David rattled his paper and said nothing. He was tempted to remind her what he thought about Jamie Conlon, and also to make the point that whether or not they stayed in the house for another season or two was a small matter compared to the preservation of an entire town. He wondered idly why it didn’t get easier to hold his tongue as he grew older. He always thought it should, but it never did. But he did it this time. Agnes gave up and walked silently into the kitchen to begin making their dinner.
They were moving because they were old, David thought. It was a terrible reason to do anything. Agnes had contended that the house was getting to be too much for them—and it was true that managing the stairs was sometimes hard on one’s joints, especially in the winter. But aching knees seemed hardly worthy of consideration next to the idea of leaving one’s house.
He’d always loved the house more than she had. He had chosen it. It was their third house, and the first one he really loved. He loved the heady smell of polished wood in the back hall and on the stairs, and the blown-glass windowpanes that hadn’t been changed since the thirties, and the old dumbwaiter in the kitchen that ran upstairs to the master bedroom—and downstairs (for some reason) into the cool, gigantic basement. He loved the big stone fireplace that connected the living room and the den, and also the little Dutch-tiled fireplaces in the upstairs bedrooms. He loved the rambling property and the worn, uneven wood floors in the guest cottage. He loved the slightly crooked hallways, which seemed to go on and on—as if the architect’s attention had wandered midtask—past little, oddly shaped bedrooms they had never used. And he loved the organ, set magnificently in the huge front bay window like the bridge of a ship.

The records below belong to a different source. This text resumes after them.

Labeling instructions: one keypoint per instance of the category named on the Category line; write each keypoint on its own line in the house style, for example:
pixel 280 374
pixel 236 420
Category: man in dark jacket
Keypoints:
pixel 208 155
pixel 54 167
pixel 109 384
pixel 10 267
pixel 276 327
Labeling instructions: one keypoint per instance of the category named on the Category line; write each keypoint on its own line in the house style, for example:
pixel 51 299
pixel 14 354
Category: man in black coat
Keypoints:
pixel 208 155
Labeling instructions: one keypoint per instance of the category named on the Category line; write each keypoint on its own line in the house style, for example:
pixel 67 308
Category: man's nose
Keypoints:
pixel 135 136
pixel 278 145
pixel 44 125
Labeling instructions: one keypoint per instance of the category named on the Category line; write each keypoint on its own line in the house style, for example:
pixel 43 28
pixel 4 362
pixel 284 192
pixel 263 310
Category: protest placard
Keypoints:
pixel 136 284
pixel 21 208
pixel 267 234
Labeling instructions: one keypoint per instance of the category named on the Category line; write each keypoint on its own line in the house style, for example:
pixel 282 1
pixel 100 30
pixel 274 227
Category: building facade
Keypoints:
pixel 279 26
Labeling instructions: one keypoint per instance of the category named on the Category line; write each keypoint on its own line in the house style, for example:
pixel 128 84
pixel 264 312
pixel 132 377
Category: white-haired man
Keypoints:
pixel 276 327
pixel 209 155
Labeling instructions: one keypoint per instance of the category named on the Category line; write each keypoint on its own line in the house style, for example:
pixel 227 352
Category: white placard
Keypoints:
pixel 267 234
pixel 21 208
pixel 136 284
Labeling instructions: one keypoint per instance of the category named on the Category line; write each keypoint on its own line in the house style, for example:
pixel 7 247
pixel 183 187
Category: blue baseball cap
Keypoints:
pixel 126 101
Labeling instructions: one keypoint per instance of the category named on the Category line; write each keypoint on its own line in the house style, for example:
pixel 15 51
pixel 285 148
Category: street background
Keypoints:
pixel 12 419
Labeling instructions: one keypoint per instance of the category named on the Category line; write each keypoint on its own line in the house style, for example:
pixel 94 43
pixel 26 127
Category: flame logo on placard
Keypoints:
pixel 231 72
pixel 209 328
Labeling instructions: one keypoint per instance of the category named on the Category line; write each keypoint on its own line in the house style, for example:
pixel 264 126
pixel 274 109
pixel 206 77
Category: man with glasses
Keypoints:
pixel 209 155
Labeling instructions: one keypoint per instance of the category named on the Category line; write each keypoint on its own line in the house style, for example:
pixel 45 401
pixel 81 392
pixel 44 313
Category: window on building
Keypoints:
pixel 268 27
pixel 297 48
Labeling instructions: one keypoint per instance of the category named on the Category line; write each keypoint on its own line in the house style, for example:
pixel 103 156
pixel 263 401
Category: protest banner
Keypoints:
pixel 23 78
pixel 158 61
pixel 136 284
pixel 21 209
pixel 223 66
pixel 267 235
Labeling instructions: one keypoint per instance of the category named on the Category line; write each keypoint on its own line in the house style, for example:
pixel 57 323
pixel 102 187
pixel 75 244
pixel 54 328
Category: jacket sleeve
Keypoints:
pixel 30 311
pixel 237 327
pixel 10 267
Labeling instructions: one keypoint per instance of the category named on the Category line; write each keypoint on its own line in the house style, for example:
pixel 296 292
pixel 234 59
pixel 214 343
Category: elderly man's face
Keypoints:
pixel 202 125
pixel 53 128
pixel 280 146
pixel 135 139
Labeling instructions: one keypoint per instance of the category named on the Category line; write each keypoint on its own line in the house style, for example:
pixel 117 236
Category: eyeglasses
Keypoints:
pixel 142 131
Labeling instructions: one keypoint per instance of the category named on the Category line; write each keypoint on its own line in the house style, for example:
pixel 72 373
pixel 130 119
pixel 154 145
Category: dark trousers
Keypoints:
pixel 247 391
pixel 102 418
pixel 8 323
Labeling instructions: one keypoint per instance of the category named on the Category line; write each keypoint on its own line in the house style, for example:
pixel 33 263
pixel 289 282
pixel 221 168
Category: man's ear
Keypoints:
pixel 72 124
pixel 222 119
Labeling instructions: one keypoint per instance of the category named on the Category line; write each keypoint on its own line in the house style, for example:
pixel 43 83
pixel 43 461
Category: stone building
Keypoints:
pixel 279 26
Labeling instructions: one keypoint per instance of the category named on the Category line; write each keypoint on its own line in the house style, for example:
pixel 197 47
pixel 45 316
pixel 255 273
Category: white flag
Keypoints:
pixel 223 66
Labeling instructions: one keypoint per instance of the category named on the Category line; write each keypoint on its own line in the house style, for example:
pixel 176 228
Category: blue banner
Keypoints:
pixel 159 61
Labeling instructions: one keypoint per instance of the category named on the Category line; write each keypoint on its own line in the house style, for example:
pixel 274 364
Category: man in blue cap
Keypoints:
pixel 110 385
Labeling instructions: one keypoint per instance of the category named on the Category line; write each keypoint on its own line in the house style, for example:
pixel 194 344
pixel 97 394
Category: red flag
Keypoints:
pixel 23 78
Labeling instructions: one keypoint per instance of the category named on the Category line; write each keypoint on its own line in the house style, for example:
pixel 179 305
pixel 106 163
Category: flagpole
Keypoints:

The Wurlitzer had added an element of romance to the saltworn beachfront house. Though the keyboard was no longer connected to the pipes, it still appeared functional; the instrument still disseminated into the open, high-ceilinged rooms an air of mystery and elegance—of church and pageantry and the higher arts. It was a full pipe organ set in blond oak, with four rows of twenty-two keys, over one hundred stops, and an entire octave of foot pedals. The pipes were built into the attic. When he and Agnes were first shown the house, their aging real-estate agent had led them slowly and solemnly upstairs, caressing the darkly gleaming banister with what seemed to David a rather touching affection, and revealing, in hushed, respected tones, that the organ had been made to order as a gift to the previous owner from one of John D. Rockefeller’s daughters. The story was that Miss Rockefeller had fallen hopelessly in love with this man—a dashing young pianist with the Metropolitan Opera—while dancing with him at a party. When she discovered he was married, she gave it up at once—it was the custom in those days, as Agnes often pointed out, to cede the affections of a man when one discovered he was married—but nevertheless the young heiress had had the organ delivered to remember her by. Agnes often wondered what the man’s wife thought of the gift, and which room she’d convened to storage after the attic was filled with pipes. Neither she nor David played an instrument. She had been determined to learn to play something on organ if there was going to be one in the house, but her mistakes seemed so much more awkward when spectacularly amplified that she gave up almost immediately.